2020-02-06Zeitschriftenartikel DOI: 10.3389/fsufs.2020.00007
Perceptions of Time-Use in Rural Tanzanian Villages
Working With Gender-Sensitive Tools in Nutritional Education Meetings
Food consumption and nourishment are related to the availability and use of resources by different social groups within a country. Communities experience hunger not just due to biophysical restrictions, but also their socio-cultural conditions. For this reason, international scientific cooperation seeking to improve nourishment must be interdisciplinary and connected to disciplines covering all relevant dimensions, including hunger, health and well-being, gender, and inter-ethnic relations. Studies on constraints and drivers of food consumption in Sub-Saharan Africa indicate that although women make decisions regarding the type of meals consumed, they lack control over food production, especially on small farms. While the term gender equally is commonly found in discourses on nourishment projects, knowledge regarding gender programs and education for men in remote patriarchal villages in Eastern Africa is rare. To close this research gap, this study seeks to understand (1) basic notions of masculinities and femininities of this inter-ethnic group; and (2) how traditional knowledge can influence decisions related to Unpaid Care Work and nourishment. The case study area is inhabited by the Wagogo, a predominantly pastoralist and patrilineal tribe practicing settled agriculture or migrating to urban areas throughout Tanzania. To achieve these research goals, we explicitly develop pedagogical strategies to interact with adults living in the villages, separated into men and women. These pedagogical tools encompass Nutritional Education involving 80 participants, including female and male farmers, community leaders, primary school teachers, and health professionals.
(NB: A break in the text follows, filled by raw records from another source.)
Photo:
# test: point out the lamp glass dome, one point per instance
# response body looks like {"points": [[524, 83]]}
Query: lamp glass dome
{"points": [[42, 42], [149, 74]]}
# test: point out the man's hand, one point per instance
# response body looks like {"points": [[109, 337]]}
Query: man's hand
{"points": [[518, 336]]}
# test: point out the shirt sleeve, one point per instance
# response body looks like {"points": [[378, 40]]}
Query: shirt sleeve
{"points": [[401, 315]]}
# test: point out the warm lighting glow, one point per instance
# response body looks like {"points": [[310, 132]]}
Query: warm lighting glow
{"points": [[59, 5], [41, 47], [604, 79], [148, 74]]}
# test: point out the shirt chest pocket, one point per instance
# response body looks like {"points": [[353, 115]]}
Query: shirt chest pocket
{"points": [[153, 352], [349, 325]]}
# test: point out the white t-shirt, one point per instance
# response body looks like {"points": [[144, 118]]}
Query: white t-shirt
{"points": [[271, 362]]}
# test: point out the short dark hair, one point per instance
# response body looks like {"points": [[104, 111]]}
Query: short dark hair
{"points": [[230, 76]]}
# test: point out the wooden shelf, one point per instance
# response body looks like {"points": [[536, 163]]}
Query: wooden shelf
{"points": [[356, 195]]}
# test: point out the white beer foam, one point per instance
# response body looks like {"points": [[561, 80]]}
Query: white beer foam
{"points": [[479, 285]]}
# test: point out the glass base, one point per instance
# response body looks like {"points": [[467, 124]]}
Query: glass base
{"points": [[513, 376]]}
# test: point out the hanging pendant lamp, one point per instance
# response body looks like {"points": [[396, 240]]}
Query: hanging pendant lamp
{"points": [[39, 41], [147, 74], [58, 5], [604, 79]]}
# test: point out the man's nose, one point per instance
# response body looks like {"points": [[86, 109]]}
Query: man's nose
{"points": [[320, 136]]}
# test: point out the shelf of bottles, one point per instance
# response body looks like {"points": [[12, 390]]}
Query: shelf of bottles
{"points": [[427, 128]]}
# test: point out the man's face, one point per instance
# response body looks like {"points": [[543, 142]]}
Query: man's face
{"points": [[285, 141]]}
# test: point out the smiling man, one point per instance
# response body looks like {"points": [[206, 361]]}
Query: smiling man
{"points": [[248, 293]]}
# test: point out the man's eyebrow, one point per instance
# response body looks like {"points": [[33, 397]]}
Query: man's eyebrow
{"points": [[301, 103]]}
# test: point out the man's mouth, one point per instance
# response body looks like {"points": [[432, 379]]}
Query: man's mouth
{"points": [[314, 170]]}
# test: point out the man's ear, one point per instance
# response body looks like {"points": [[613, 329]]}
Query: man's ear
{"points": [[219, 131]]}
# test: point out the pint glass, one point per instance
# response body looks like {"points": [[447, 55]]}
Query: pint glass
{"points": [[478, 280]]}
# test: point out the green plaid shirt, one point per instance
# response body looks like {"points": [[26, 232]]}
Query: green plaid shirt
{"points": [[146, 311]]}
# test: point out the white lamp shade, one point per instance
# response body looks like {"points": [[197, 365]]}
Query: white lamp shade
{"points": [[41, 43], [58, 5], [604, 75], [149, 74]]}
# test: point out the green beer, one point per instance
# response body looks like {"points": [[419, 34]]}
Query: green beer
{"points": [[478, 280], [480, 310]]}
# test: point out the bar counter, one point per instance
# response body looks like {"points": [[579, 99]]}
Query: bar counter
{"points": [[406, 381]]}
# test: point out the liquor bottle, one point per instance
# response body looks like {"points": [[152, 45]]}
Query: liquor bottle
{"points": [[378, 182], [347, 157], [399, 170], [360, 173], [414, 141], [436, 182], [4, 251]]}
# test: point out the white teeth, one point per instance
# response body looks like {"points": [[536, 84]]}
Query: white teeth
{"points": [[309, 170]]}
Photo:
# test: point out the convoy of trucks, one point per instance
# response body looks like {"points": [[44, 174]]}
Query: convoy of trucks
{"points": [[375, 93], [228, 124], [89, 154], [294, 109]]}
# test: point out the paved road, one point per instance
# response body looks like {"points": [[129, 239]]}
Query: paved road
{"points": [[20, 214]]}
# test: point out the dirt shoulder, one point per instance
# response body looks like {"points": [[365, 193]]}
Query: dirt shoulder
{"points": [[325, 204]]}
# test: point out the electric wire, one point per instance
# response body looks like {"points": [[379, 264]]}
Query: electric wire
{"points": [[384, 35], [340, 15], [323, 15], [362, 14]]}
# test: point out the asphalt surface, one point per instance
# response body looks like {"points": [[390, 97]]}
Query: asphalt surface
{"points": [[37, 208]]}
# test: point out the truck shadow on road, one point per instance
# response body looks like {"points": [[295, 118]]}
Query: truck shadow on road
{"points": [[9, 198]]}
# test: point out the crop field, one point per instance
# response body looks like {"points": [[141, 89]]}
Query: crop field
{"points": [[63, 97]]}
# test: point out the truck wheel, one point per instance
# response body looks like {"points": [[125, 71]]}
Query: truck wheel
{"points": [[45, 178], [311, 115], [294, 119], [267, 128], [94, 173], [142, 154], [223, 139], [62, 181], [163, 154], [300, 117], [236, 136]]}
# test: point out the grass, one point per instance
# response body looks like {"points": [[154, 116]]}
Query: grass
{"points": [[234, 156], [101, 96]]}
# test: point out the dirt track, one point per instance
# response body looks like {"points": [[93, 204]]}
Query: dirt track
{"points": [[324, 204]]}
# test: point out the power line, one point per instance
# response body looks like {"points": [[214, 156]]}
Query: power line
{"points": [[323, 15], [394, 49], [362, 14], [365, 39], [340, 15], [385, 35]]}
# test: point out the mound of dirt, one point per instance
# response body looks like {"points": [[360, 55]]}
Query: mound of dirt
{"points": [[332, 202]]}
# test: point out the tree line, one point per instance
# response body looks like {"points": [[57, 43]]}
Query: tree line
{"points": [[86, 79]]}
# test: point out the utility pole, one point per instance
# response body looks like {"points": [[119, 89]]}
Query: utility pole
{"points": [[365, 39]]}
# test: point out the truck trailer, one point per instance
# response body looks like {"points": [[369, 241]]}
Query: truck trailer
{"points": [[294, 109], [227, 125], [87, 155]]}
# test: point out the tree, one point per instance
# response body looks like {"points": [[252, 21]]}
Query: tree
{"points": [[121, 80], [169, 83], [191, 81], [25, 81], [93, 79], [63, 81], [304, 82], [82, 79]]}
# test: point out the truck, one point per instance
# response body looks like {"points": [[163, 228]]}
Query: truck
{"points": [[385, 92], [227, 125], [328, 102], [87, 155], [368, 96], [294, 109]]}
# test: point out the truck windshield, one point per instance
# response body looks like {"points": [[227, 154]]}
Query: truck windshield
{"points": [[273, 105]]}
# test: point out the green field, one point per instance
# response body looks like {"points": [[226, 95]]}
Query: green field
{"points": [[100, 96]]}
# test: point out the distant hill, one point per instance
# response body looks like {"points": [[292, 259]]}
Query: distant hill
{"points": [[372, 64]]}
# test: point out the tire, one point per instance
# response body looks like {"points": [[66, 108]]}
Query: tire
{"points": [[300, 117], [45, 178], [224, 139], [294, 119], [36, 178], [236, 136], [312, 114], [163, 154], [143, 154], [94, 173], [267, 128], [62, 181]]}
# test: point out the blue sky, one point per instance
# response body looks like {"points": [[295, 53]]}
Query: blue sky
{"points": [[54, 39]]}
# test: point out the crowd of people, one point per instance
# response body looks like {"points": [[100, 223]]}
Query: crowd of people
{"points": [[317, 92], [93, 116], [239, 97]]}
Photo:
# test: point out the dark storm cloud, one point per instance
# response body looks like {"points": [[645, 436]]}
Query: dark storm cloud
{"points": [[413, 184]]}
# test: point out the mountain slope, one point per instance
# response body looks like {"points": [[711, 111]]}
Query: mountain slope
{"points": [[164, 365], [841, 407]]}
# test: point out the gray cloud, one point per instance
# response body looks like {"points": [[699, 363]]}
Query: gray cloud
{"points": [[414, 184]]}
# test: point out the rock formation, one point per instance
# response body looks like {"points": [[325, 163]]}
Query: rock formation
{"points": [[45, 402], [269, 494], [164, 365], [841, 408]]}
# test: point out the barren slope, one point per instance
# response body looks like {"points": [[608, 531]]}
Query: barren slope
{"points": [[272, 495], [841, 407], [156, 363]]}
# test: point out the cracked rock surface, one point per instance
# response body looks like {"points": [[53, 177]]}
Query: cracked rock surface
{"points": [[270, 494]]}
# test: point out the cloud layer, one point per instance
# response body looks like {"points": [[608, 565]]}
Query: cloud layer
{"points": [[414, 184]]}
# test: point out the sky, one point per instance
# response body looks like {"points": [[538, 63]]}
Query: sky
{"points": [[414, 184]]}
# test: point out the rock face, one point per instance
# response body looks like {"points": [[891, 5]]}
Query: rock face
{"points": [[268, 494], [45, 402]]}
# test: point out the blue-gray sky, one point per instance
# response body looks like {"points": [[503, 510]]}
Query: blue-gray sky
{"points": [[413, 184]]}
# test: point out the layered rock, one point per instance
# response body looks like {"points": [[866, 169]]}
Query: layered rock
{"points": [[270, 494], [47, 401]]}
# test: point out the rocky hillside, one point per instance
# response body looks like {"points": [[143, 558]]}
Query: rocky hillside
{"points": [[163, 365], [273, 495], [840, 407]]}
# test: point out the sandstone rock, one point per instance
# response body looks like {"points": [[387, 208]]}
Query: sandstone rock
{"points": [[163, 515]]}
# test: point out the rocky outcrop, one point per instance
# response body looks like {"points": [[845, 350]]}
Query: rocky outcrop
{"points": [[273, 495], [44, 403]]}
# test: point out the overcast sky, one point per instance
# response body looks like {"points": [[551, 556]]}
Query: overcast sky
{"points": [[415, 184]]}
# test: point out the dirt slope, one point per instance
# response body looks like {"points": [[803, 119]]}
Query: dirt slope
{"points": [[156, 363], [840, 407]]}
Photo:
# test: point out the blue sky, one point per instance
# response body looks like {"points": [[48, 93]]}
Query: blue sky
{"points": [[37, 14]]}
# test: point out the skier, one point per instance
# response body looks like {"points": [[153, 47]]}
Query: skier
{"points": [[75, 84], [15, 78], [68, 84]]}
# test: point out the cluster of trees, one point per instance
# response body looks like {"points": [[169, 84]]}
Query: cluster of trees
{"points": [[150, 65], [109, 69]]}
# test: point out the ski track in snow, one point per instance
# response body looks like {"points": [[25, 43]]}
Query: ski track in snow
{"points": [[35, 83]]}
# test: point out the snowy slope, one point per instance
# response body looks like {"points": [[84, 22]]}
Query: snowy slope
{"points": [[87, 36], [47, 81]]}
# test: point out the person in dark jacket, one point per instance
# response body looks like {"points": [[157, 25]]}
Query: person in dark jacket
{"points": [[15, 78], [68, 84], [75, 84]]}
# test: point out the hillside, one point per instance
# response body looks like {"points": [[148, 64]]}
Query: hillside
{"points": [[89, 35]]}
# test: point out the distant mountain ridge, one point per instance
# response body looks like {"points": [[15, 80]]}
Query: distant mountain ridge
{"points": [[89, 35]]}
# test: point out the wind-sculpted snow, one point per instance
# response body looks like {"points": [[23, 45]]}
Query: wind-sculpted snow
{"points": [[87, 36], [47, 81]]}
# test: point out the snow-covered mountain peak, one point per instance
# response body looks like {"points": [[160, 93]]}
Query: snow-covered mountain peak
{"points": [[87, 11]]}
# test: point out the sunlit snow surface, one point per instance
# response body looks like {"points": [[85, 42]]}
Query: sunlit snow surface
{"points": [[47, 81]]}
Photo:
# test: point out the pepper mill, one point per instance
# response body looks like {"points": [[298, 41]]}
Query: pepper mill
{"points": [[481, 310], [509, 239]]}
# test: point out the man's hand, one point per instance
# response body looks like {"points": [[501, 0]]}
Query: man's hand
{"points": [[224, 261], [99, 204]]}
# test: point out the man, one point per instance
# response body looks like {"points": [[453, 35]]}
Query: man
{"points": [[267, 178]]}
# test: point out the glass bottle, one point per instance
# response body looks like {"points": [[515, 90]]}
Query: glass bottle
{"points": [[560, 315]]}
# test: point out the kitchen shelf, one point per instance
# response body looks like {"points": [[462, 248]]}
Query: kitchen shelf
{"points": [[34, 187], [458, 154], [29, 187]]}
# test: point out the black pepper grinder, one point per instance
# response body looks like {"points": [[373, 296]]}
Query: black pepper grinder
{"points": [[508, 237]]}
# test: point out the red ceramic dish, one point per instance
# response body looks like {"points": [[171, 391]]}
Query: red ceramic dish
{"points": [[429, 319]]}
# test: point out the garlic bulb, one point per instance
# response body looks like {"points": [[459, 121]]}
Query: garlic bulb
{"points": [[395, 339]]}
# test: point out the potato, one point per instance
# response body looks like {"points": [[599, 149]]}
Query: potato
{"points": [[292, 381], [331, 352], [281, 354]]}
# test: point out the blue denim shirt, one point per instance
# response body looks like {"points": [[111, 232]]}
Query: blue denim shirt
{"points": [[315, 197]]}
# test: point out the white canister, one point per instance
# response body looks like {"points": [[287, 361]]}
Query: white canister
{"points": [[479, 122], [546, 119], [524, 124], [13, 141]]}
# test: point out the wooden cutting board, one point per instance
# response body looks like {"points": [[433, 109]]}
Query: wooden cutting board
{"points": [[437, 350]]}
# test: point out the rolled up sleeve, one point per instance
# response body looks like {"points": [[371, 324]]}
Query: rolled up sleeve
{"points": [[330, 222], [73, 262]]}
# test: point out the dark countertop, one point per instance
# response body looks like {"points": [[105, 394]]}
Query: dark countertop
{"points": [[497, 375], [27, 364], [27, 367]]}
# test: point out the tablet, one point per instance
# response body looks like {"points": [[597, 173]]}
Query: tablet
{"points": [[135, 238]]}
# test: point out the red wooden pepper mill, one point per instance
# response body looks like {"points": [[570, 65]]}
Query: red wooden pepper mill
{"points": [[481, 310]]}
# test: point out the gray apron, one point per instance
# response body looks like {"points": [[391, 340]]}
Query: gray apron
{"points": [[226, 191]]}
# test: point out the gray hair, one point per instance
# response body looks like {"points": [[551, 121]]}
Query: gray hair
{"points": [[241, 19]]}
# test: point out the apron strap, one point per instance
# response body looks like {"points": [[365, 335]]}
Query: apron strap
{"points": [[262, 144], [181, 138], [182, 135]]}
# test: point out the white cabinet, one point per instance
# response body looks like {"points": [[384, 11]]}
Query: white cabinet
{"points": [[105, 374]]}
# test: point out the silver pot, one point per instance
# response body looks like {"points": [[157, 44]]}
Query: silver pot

Based in time-use field of knowledge and proposed activities based on participatory methods, we established bonds of trust with the community, initiating a truly open dialogue about food consumption and decision-making. This study reinforces the need to address the ethnic identities of the researched regions in order to not just comprehend the traditions and culture, but also the food and nutrition of the indigenous people.